The Manassas City Council has accepted a federal grant that will boost the city’s fire and rescue department and bring it in line with national staffing standards.
The $1.4 million Staffing for Adequate Fire and Emergency Response ( SAFER) grant will allow the fire and rescue department’s new chief to hire 12 additional people. The grant covers the positions for two years, but the city will be responsible for funding them in 2014, to the tune of $755,000, Manassas Fire Chief Brett Bowman said.
Manassas was awarded the grant this year, and the council had 60 days to decide whether or not to accept it. Council members said they recognized the need, but also needed to look at the cost commitment associated with the third year of the grant.
“If we don’t approve this, we will really be missing an opportunity,” Manassas Council Member Sheryl L. Bass (R ) said. “This is an investment and something the community is asking for.”

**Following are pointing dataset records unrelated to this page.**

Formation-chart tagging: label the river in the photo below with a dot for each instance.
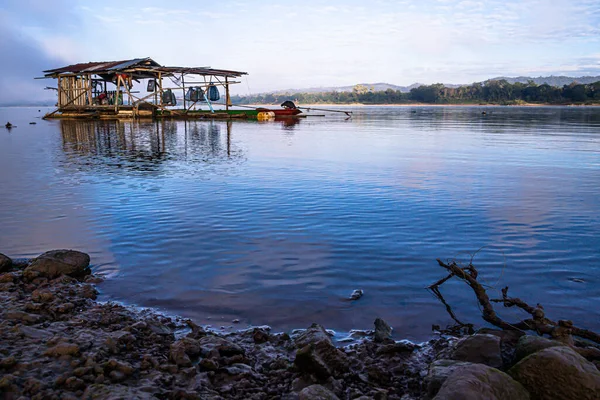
(278, 222)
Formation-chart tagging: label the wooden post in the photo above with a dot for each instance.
(160, 87)
(59, 92)
(90, 95)
(229, 124)
(117, 94)
(183, 88)
(227, 97)
(155, 92)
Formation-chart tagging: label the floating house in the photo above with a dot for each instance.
(142, 88)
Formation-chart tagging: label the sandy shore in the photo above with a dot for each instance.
(427, 105)
(58, 342)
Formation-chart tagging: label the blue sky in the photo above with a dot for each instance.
(307, 43)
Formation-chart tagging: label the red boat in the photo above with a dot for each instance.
(281, 112)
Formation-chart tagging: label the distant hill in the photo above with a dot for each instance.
(380, 86)
(558, 81)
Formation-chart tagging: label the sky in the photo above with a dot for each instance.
(303, 44)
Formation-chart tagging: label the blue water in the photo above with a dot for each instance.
(277, 223)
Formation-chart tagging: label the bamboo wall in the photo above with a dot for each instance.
(74, 91)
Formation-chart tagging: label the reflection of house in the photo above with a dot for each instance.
(145, 145)
(106, 90)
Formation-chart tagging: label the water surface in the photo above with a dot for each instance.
(276, 223)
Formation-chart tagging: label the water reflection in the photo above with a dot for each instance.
(276, 222)
(147, 146)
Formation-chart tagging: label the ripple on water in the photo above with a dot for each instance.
(277, 223)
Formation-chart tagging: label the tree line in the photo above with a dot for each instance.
(488, 92)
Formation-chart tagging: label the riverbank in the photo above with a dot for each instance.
(424, 105)
(57, 341)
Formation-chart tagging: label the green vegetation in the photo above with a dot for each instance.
(488, 92)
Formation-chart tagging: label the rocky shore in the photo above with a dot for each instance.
(58, 342)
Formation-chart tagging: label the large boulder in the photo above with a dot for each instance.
(316, 392)
(558, 373)
(215, 347)
(480, 382)
(54, 263)
(5, 263)
(314, 334)
(383, 331)
(439, 371)
(318, 356)
(531, 344)
(480, 349)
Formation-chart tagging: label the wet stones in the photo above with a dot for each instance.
(484, 349)
(24, 317)
(438, 372)
(316, 392)
(62, 349)
(480, 382)
(5, 263)
(558, 373)
(214, 346)
(314, 334)
(42, 296)
(8, 362)
(318, 356)
(531, 344)
(182, 350)
(383, 331)
(54, 263)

The grants help departments nationwide to increase their staffing in critical operating units, Bowman said. The National Fire Protection Association recommends that every engine have at least four fire and rescue members when it arrives at a scene. In Manassas, that doesn’t often happen, fire and rescue officials said.
The Manassas Fire and Rescue Department has about 40 uniformed fire and rescue members, Bowman said. When not including volunteers, the city’s ladder truck has four firefighters on it 15 percent of the time it goes out on calls. With the grant, the truck would be staffed to national standards 90 percent of the time. The engine company provides four firefighters per unit 45 percent of the time. The grant would increase that to 75 percent, Bowman said.

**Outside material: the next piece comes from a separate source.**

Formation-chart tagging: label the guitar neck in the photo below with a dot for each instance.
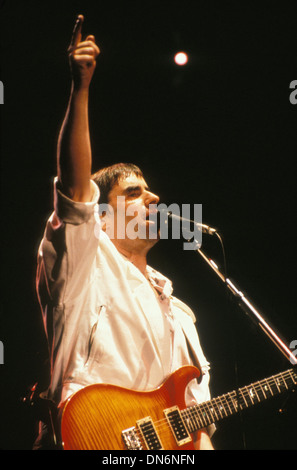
(199, 416)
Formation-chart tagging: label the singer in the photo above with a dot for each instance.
(109, 317)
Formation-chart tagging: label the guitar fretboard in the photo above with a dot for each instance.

Bowman said having four people on a unit increases everyone’s safety, is more efficient and more effective.
“This grant is intended to improve the safety of citizens and the fire and rescue providers,” Bowman said. “Time is critical in emergency situations and the addition of these people could be the difference between life and death.”
Several neighboring jurisdictions have four people on their engine, ladder and rescue trucks most of the time, including Prince William, Loudoun and Fairfax counties, fire and rescue officials said.
Bowman said the search for new employees is underway, and officials hope to have people hired within the next few months.